New Year’s Revolutions

I found Cary Elwes down the back of a sofa. It all started in a lift, an…elevator. Apropos of nothing, some cat started complaining about an eyelash trapped in his eye like a simile of your choice. I suggested he try blinking, he said ‘Abe Lincoln?’ and from there it all got a bit Mel Brookes. Robin Hood: Men In Tights, easily my favourite 1990s Robin Hood spoof starring Cary Elwes.

Here at Frood we trust that you had an enjoyable end of December-type period and are slowly ramping up to the blank slate of an arbitrarily delineated new year. Two neutrons have been drinking in a bar for several hours. One turns to the other and asks ‘what state are you in?’

Last year I chose not to make any New Year’s resolutions: I wouldn’t decide to join a gym, give up drinking or change my opinion of musical theatre. It was a resolution I managed to keep for the entire year. So there’s that.

But it got me thinking that maybe the problem with these resolutions is that they’re symptomatic of a roundhead impulse in a cavalier mind. That is to say that it’s not that they’re ‘good’ that’s the issue, it’s that they’re so damn worthy. And being good-with-a-capital-sanctimonious takes far too much energy, so they’re doomed to fail. That’s before one factors in the general ghastliness of January/February.

I accept that it probably is good to try and be a little more open-minded about musical theatre even if it is a punishment for theft in some cultures. I’ll even continue to accept that as a proposition unless and until I have to watch 2 minutes of fucking Cats (very poor choice of words).

But all that being said, maybe the point of a resolution shouldn’t be to stick to it. To be trite, maybe the journey matters more than the destination. Maybe it’s not the finding, but the searching.

Some years back I decided to try something new every month that I would ordinarily avoid like a Michael Bay movie.

I signed up for ballroom dancing classes with my then girlfriend, the next month I decided to see if I could condition myself to like bananas by eating one every day (nope). And so on. I’m pretty sure I stole the concept from an episode of Friends but the idea was a minor revolution for me – instead of asking why, I’d ask why not.

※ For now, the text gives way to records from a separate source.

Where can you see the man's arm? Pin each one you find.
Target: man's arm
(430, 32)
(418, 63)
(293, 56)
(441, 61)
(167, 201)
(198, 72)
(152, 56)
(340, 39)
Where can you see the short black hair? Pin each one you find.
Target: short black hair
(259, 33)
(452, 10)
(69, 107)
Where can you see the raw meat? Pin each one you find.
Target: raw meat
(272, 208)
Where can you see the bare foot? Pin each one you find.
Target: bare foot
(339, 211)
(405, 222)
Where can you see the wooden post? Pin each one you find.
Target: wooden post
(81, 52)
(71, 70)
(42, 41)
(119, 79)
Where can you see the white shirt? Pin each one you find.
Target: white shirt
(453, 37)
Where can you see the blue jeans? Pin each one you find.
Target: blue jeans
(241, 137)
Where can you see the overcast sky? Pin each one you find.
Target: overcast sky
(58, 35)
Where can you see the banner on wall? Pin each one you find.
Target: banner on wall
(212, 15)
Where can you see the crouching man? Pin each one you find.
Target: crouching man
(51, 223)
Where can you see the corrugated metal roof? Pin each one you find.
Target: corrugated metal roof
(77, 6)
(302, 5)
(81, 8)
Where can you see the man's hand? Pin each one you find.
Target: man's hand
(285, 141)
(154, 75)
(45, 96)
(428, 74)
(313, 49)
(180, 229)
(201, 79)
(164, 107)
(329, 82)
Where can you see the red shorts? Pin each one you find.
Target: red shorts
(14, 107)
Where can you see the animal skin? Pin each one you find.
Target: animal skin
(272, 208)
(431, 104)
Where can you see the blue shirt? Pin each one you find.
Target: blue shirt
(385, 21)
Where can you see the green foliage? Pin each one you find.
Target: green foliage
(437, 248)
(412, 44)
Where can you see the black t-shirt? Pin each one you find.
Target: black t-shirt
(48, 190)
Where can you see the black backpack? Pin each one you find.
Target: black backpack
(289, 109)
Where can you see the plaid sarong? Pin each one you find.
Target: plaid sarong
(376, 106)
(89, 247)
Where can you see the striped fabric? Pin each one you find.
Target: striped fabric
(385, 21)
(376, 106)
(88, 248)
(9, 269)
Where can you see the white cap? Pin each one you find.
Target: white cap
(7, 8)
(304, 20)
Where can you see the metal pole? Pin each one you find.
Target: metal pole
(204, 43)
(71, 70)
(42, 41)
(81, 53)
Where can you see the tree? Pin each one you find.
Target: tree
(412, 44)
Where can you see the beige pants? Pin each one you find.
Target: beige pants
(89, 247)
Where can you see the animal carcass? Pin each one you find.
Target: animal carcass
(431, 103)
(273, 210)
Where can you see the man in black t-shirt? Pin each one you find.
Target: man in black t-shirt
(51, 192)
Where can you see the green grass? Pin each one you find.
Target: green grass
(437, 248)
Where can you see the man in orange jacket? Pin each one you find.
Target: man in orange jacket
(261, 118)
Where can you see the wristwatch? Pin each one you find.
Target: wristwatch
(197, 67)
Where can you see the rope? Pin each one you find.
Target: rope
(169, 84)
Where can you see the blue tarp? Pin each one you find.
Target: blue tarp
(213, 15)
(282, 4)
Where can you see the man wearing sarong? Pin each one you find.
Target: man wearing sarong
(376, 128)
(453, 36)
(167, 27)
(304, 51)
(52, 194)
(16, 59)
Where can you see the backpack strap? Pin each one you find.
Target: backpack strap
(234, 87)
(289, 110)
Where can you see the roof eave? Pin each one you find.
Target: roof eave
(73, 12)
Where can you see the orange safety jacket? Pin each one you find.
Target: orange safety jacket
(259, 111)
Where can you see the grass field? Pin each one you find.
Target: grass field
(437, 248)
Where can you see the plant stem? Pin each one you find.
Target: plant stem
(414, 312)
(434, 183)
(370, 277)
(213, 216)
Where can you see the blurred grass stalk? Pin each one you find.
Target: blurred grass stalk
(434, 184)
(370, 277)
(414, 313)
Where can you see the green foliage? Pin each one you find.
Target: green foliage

I wouldn’t let my natural wariness of looking genuinely like a pillock put me off and I wouldn’t dismiss something for being uncool or somehow beneath me.

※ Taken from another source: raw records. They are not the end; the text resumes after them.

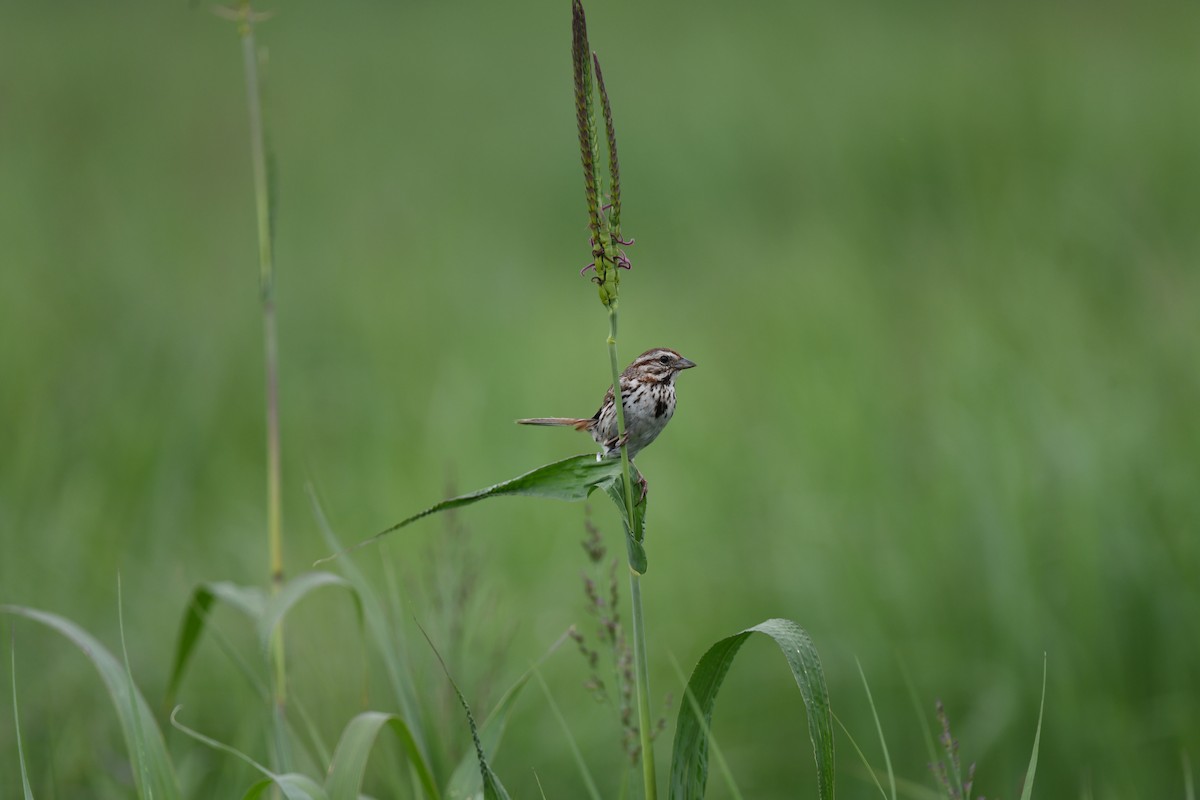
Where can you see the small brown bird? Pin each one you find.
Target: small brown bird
(647, 394)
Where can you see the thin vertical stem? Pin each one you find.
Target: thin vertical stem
(267, 289)
(641, 663)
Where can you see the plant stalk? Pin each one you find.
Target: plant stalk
(641, 665)
(267, 292)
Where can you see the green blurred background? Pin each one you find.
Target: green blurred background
(936, 260)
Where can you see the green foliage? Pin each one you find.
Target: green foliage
(941, 258)
(1027, 785)
(16, 723)
(349, 763)
(689, 759)
(571, 479)
(143, 739)
(292, 786)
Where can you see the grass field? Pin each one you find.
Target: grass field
(937, 263)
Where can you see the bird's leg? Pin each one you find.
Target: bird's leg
(616, 443)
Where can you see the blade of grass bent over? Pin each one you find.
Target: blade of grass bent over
(292, 785)
(377, 623)
(465, 781)
(139, 762)
(585, 773)
(1027, 789)
(492, 787)
(571, 479)
(349, 764)
(127, 702)
(16, 722)
(292, 593)
(879, 728)
(689, 757)
(862, 756)
(249, 600)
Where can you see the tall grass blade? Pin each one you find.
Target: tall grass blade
(580, 763)
(862, 756)
(689, 758)
(927, 729)
(292, 786)
(635, 528)
(250, 601)
(353, 751)
(1027, 789)
(571, 479)
(721, 764)
(378, 625)
(131, 708)
(466, 781)
(295, 590)
(879, 729)
(492, 787)
(139, 746)
(16, 722)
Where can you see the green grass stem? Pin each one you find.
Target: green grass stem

I figured that some things wouldn’t stick, others might, but either way in trying new things, especially things that I definitely ‘knew’ I didn’t like, maybe I’d get a new hobby, or a new perspective.

Of course a revolution is defined as a turn through 360 degrees, the net result being that you end up back where you started. Which sort of explains the Russian revolution of 1917 if you’re in a callous or even glib frame of mind.

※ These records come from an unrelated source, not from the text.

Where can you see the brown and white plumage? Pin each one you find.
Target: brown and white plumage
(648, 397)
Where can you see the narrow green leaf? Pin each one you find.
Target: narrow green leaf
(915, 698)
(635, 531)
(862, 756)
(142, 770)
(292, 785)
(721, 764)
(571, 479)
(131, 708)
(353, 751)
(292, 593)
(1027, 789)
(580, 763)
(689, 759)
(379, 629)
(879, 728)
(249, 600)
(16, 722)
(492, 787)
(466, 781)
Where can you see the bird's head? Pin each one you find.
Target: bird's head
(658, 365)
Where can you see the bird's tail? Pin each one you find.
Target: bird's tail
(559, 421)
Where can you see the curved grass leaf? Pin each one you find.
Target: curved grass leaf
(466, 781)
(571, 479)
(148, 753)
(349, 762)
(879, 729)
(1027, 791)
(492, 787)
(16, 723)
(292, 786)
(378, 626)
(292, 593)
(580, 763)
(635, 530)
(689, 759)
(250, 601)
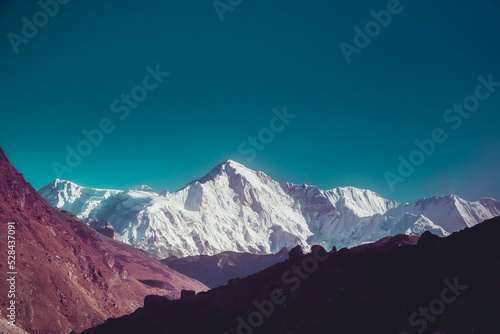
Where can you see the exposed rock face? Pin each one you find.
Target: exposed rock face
(69, 277)
(217, 270)
(372, 288)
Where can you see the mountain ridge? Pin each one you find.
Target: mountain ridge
(233, 208)
(69, 277)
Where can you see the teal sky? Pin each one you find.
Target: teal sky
(353, 120)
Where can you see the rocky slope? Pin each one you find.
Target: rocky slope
(216, 270)
(69, 277)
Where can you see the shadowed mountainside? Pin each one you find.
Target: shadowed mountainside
(374, 288)
(216, 270)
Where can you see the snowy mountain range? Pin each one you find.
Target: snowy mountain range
(234, 208)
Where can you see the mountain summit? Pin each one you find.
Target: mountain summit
(234, 208)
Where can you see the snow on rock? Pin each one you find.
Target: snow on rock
(234, 208)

So obviously nothing I tried stuck with me for long except for tennis which lasted a whole 3-4 months. I really wasn’t good at painting and I loathe running. And I failed to change my personality wholesale – I’m still a cynical know it all in need of a sound thrashing.

But with hindsight I enjoyed the process. And I think I’ll try it again this year – not a resolution, but a revolution.

One thing I clearly won’t be giving up on though is silliness. Because everything in life feels far too serious and if I play along with that I’m worried I might get found out.

So I didn’t find Cary Elwes down the back of the sofa. That was a lie. I found him in a box in my attic. It was Kurosawa I found down the back of my sofa, with my self-esteem and some loose change.